Timothy C. Hain, MD Return to hearing page Page last modified: June 18, 2009
Presbycusis is the high frequency hearing loss that typically accompanies aging. Presbycusis has an extremely high prevalence. Self-reported hearing impairment ranges from 5.4% in 18-44 year old persons to 29.6% in those 65 and older (Schoenborn and Marano, 1988). The prevalence of hearing impairment on hearing testing is is high as 83% in people between the age of 57 and 89 (Mosicki et al, 1985). More detailed data can be found from the government survey result reported here (pdf file).
The progressive decline in hearing sensitivity generally begins in the third decade of life. The hearing loss is generally sensorineural and begins at the higher frequencies. In many cases hearing loss is accompanied by tinnitus. While hearing can be often improved by hearing aids, many hearing aid recipients prefer not to use them because electrical amplification cannot replace natural hearing..
While individuals with presbycusis are generally considered as a monolithic group, it is possible to split them up. Schuknecht (1993) divided presbycusis into four pathological subgroups: 1). sensory characterized by hair cell loss in the basal turn where high-frequency hearing is served 2). Neural, characterized by spiral ganglion cell loss and disproportionate loss of speech understanding, 3). Stria vascularis loss (vascular), and 4). Conductive (middle ear disease). However the pattern and severity of cochlear degeneration often do not correlate well with the level of hearing loss.
Urban populations appear to have more presbycusis, suggesting that environmental noise and/or ototoxin exposure contributes to presbycusis. It also seems likely that genetic factors play a role in determining susceptibility. For example, certain strains of mice show a rapid deterioration of hearing function that resemble human hearing loss (Henry and Chole, 1980; Li, 1994). In humans, a recent study suggested that heritability of medium and low frequencies was .38 and .31 (DeStefano et al, 2003).

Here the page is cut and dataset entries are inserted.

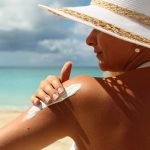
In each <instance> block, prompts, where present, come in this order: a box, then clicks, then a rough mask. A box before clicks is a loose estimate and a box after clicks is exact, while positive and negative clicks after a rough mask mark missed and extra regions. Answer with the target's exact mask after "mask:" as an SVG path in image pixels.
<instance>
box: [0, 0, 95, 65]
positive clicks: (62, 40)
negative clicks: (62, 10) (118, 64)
mask: <svg viewBox="0 0 150 150" xmlns="http://www.w3.org/2000/svg"><path fill="white" fill-rule="evenodd" d="M89 3H90V0H1V3H0V66H31V67H32V66H39V67H40V66H62V64H63V63H64V62H66V61H67V60H71V61H73V64H74V65H75V66H97V60H96V58H95V55H94V53H93V49H92V48H90V47H89V46H87V45H86V43H85V40H86V36H87V35H88V34H89V33H90V31H91V30H92V28H90V27H87V26H86V25H82V24H81V23H76V22H73V21H70V20H68V19H64V18H61V17H56V16H53V15H50V14H48V13H47V12H45V11H43V10H41V9H40V8H39V7H38V4H45V5H50V6H52V7H61V6H79V5H88V4H89ZM91 60H92V61H91Z"/></svg>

A variety of hypotheses have been advanced to explain this deterioration. A decline in mitochondrial function is currently a popular hypothesis as the mitochondria are the powerplants of the cell and there is a well known increase in mitochondrial DNA mutations with age, associated with a decline in mitochondrial respiratory function (Liannaine et al, 1989). A strong correlation between mitochondrial DNA mutations and cell atrophy has been shown in muscle and perhaps this also applies to the ear. Mitochondrial mutations may cause cell damage because of inadaquete energy or production of free radicals. The latter are highly reactive chemicals that are often the product of incomplete oxidative processes. Free radicals are produced after nearly any type of cellular injury, and are also produced in the ear.
A second train of evidence relates to programmed cell death or apoptosis. In general there is a delicate balance in the body between cell death and risk of damaged cells surviving and consequent neoplasia (cancer). Cell death is associated with depletion of energy stores and therefore it would be expected that cells with mutated mitochondrial DNA would be more likely to undergo apoptosis than normal cells.
The sensorineural component of presbycusis can be treated with hearing aids, when it is not severe. Conductive type presbycusis can also be treated with hearing aids but also can sometimes be treated with surgery. Avoidance of excessive noise and ototoxin exposure is certainly wise in any individual with hearing loss. There is currently a trend towards recommending of antioxidant foods and medications over long periods in an attempt to slow the progression of presbycusis.